Question

How to use the elimination method for the following equations 16x + 12y = 336 11x + 15y = 312

Answer 1

Given the system of equations:

`\begin{gathered} 16x+12y=336\text{ \lparen1\rparen} \\ 11x+15y=312\text{ \lparen2\rparen} \end{gathered}`

The elimination method consists of multiplying either of the two equations in order to have the coefficients of x or y with the same value and be able to add or subtract.

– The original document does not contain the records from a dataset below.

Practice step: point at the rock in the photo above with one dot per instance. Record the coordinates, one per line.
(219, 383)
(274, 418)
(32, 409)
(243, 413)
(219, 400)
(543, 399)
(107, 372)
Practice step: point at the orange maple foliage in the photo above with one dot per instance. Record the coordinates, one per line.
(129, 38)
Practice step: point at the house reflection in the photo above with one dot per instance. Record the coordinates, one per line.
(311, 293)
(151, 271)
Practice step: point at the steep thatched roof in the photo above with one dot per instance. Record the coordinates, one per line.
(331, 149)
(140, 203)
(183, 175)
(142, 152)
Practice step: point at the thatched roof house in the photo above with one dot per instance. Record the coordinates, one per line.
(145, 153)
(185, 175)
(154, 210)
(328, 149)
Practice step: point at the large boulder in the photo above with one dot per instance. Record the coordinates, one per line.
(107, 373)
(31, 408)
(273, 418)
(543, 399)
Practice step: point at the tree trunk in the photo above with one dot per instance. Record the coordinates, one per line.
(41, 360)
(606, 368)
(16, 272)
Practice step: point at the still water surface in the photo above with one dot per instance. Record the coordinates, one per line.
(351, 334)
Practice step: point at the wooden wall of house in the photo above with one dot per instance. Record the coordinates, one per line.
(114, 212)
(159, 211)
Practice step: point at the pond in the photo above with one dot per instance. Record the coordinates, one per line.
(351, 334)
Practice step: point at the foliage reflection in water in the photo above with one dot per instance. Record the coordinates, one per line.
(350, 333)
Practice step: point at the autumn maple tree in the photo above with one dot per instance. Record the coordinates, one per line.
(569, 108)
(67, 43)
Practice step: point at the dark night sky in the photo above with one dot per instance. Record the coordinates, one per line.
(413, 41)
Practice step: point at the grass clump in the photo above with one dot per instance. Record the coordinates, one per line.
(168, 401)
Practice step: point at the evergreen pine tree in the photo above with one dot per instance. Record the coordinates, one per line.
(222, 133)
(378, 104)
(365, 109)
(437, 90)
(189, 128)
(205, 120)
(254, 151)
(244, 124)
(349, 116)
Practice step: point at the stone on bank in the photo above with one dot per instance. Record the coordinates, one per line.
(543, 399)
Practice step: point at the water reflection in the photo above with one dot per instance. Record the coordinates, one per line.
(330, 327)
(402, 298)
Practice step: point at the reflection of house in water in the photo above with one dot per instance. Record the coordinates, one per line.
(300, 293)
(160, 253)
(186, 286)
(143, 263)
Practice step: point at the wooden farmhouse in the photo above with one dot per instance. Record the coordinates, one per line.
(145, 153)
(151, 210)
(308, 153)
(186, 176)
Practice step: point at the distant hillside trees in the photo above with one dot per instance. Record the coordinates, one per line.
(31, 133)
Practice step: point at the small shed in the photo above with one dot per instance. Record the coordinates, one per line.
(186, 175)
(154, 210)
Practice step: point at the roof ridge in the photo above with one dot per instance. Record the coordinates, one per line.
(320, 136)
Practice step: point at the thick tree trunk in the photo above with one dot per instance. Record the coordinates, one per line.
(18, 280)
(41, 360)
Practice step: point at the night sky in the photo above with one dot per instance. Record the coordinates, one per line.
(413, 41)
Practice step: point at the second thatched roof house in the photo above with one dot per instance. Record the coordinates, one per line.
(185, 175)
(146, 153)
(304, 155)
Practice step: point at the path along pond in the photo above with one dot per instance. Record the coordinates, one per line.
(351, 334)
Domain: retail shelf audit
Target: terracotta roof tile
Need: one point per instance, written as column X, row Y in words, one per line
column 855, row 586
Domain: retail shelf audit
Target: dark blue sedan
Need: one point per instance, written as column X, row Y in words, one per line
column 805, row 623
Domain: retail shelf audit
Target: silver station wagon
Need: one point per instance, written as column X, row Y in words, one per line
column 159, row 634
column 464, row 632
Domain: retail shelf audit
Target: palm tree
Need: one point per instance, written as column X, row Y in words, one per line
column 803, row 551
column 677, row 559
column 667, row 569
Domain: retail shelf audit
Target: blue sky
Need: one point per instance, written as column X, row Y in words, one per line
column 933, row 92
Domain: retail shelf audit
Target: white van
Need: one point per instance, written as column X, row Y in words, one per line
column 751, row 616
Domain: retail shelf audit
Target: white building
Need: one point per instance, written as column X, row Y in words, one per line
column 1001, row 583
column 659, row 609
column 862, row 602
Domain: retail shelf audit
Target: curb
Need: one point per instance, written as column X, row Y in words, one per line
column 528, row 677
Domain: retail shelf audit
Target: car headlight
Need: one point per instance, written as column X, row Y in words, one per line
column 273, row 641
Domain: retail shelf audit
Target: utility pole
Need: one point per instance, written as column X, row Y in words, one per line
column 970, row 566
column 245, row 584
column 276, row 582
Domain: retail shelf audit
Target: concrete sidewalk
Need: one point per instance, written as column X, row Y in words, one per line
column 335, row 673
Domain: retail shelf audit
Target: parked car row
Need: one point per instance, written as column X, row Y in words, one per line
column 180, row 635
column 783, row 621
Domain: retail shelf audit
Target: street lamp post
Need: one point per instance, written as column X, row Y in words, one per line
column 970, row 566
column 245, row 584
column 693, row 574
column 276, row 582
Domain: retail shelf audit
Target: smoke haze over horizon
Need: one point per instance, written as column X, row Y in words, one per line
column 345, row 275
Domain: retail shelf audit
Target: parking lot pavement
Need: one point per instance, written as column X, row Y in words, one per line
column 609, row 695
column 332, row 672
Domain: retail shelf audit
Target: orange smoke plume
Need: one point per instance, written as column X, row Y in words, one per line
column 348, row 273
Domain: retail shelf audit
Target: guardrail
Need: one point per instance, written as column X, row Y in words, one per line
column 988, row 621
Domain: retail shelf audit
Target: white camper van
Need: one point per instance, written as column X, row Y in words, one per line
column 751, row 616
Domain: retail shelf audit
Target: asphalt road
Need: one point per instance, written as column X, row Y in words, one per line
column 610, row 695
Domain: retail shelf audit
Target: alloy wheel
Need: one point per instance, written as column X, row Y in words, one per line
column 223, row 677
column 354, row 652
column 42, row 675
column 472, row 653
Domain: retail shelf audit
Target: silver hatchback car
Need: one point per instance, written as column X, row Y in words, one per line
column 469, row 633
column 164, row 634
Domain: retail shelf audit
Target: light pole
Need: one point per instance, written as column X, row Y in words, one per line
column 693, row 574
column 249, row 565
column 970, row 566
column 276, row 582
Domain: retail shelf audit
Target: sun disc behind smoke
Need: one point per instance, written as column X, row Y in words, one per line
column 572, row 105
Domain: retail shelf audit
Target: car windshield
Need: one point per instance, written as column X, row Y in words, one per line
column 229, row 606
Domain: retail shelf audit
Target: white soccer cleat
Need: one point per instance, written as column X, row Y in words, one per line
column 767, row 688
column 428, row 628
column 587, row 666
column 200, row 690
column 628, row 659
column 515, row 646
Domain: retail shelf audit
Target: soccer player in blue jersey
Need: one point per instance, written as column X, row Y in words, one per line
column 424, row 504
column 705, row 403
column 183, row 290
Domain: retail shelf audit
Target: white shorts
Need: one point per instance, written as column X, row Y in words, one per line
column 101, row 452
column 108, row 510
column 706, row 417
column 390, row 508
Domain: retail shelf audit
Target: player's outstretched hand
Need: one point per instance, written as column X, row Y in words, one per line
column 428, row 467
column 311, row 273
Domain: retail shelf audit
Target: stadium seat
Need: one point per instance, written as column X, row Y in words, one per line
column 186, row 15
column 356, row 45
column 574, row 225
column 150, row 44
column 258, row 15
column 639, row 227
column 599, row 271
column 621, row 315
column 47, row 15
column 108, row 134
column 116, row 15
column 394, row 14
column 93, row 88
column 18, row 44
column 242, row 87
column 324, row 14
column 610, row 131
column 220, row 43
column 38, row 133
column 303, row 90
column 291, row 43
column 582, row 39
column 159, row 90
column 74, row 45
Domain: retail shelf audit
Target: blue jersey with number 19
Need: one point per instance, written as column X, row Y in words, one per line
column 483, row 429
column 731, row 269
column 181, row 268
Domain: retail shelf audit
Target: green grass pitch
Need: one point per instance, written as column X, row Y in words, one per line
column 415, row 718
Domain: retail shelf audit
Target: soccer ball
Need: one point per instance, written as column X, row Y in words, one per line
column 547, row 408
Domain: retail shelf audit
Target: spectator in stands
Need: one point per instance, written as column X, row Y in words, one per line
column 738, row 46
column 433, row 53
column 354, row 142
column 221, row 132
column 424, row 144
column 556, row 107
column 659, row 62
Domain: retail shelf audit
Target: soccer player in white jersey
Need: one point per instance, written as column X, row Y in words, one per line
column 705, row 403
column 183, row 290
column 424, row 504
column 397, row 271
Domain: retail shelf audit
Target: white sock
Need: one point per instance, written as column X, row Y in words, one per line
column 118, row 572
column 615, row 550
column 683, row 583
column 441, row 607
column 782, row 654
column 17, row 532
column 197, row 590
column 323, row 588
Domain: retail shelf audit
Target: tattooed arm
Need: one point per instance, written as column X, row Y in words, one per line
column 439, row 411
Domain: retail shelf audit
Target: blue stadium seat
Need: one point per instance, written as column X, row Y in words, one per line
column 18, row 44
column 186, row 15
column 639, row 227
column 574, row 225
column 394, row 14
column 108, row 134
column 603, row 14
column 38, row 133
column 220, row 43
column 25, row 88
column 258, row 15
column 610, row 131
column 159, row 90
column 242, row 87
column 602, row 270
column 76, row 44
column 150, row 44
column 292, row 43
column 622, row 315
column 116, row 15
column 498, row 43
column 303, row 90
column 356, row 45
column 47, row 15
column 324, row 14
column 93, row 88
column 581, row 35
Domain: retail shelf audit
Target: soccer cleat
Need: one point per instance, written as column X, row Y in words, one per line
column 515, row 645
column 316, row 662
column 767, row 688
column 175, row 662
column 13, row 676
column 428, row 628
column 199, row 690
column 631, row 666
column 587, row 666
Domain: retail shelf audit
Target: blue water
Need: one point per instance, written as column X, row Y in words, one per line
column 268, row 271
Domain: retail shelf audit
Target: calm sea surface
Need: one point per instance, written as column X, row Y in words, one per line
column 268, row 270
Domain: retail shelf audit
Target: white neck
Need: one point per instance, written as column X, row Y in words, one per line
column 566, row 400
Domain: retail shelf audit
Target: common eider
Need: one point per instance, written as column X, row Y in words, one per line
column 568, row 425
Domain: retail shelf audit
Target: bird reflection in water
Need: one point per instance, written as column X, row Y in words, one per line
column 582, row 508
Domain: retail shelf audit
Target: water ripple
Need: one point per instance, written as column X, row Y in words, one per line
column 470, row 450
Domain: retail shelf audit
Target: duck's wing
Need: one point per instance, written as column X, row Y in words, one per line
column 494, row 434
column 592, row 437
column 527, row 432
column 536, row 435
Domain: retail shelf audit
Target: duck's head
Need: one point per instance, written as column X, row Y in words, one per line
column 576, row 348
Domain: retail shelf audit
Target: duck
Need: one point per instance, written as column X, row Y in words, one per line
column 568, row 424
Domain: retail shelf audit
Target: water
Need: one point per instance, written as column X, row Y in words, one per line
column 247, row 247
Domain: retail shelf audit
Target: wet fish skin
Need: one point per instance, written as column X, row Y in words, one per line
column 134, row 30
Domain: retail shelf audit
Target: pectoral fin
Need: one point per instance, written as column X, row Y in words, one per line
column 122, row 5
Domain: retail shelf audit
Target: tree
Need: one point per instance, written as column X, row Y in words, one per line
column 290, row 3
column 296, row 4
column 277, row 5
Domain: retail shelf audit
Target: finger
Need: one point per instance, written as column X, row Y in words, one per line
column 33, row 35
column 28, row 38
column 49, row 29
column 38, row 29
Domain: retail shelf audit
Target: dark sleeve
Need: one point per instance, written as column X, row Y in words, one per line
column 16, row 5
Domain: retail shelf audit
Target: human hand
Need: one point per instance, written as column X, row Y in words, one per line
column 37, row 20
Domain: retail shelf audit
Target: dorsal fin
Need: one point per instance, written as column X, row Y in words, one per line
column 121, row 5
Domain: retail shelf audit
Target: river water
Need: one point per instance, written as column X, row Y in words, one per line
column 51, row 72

In this case we are going to multiply the equation (2) by 16/11:

`\begin{gathered} (16)/(11)(11x+15y)=(16)/(11)*(312) \\ 16x+(16*15)/(11)y=(16*312)/(11) \\ \\ 16x+(240)/(11)y=(4992)/(11)\text{ \lparen3\rparen} \end{gathered}`

Now, subtracting (1) - (3)

`\begin{gathered} 16x+12y=336 \\ - \\ 16x+(240)/(11)y=(4992)/(11) \end{gathered}`

This is going to be eual to:

`(16x-16x)+(12y-(240)/(11)y)=(336-(4992)/(11))`

Where: 16x-16x=0, therefore:

`12y-(240)/(11)y=336-(4992)/(11)`

Solving for y:

`\begin{gathered} -(108)/(11)y=-(1296)/(11) \\ 108y=1296 \\ y=(1296)/(108)=12 \end{gathered}`

Finally, replacing the value of y in (1) to find x:

`\begin{gathered} 16x+12(12)=336 \\ 16x=336-144 \\ 16x=192 \\ x=(192)/(16)=12 \end{gathered}`

Answer: the solution of the system is x=12, y=12.